Unsafe Situation

  1. Hey all, I am a new member of the bb - and would like everyone's opinion on a situation I experienced a few weeks ago. I've been working on an oncology floor for approx 6 mos - my previous background is med-surg. Anyway, the oncology floor is fairly new in the hospital, so most of the time we only have a handful of actual oncology patients and the rest of the floor is med-surg. Consequently, I do not feel very experienced in oncology, and am not yet chemo-certified.

    So, a few weeks ago on a Saturday, I show up at work to find out two nurses had called in sick - the charge nurse and an experienced nurse on the floor. That left me, and V., another RN who had started on floor at the same time as me - also pretty inexperienced in oncology and not chemo certified. Staffing so graciously provided us with an LPN from another floor and an agency RN - yep, neither one an oncology nurse or chemo certified. And of course, there happened to be a chemo patient on the floor. V., who has been a nurse longer than I, had to work charge with no training. That left me, the only other regular staff nurse on the floor to take the chemo patient.

    Being it was a Saturday, V. and I decide to page our nurse manager to ask for help, what to do, etc. Oh- I forgot to mention that our manager also staffs the hospital's outpatient infusion center - for patients to get outpt chemo, IV abx, blood, etc. So, the nurses managers solution? - he will have the infusion center nurse, who leaves at 2pm, hang the chemo, and V and I should just "be careful and monitor the patient closely"

    Needless to say, I was pissed. Easy for the nurse manager to tell me to "be careful" - it is not his license on the line if something happens! Sure I could refuse the assignment, but that would leave V, who was already overwhelmed with working charge or an agency nurse to take the patient. I thought both of these situations would be worse for the patient, so I took the assignment. As it turned out the patient was fairly young and stable and tolerated the chemo well, but I still shudder to think about what could have happened.

    I had already turned in my resignation about a week before this happened, and this whole situation just reinforced my decision to leave. If they would do that to me, what else can happen in the future? Anyway, if anyone has any thoughts on how else I could have handled things I would be glad to hear them.
    "Without struggle, there is no progress." Frederick Douglas
    "Wanting to be someone else is a waste of the person you are." Kurt Cobain
  2. Visit BearLV profile page

    About BearLV

    Joined: Apr '03; Posts: 32
    School Nurse
    Specialty: 6 year(s) of experience


  3. by   renerian
    We always had floats monitor the client and we hung the chemo on our floor. We took some time to tell them what to look for and how to protect themselves as far as secretions. I hope your signed up for your classes soon. Takes away all the unknown which is always scarey. I loved oncology.

  4. by   mattsmom81
    Quite often IME there is only one nurse on duty in the facility who is chemo certified, so they will hang it and take it down for us, give us a quickie inservice on monitoring, and move on. Perhaps it is not ideal circumstances but in today's hospitals it isn't uncommon.

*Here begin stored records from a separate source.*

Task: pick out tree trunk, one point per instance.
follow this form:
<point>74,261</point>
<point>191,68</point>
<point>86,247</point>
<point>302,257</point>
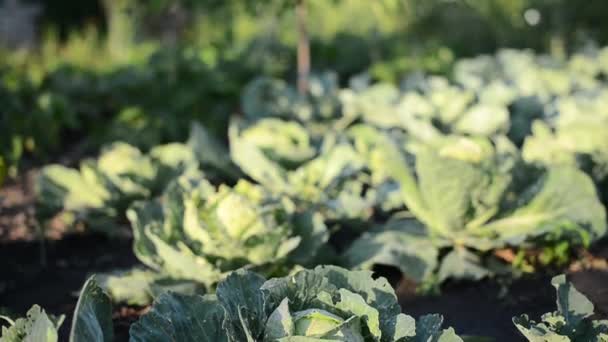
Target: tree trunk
<point>303,47</point>
<point>123,20</point>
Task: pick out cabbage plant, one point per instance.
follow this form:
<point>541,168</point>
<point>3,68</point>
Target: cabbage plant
<point>102,189</point>
<point>571,322</point>
<point>196,234</point>
<point>469,196</point>
<point>92,321</point>
<point>332,182</point>
<point>327,303</point>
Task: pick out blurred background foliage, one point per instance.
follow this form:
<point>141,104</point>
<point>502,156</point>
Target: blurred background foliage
<point>87,72</point>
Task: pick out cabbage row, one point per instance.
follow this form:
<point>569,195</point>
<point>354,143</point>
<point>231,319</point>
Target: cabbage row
<point>436,177</point>
<point>326,303</point>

    I'm sorry you are feeling overwhelmed. I agree with Renerian and perhaps if you take a few inservices this will pass quickly...I did Oncology nursing when I was young and it has a place in my heart. Perhaps if you have a heart to heart with your manager you will feel differently...perhaps not but never hurts to try.
    Good luck to you!
  5. by   caroladybelle
    Agree with Renerian for the most part - but it really depends on the drug and what kind of line.

    If something like carboplatin or 5-FU, I wouldn't be too worried.

    If it were something like Retuxin, L'asparegase, Herceptin, or Taxol - then I would worry a LOT more.

    Also, vesicants being given peripherally would be worrisome, also.
  6. by   nurse2002
    I hate to say this........but welcome to the real world of nursing.
    Not a person we work with or for cares about our license but us.
    Please, dont ever take an assignment you are not comfortable with. If anything would of happened that supervisor would not of been there for you. You would of been left alone to defend your license. And at your expense and your families expense. Even the most competent of us could make a mistake when we are forced into a position to take an assignment that we are not trained for.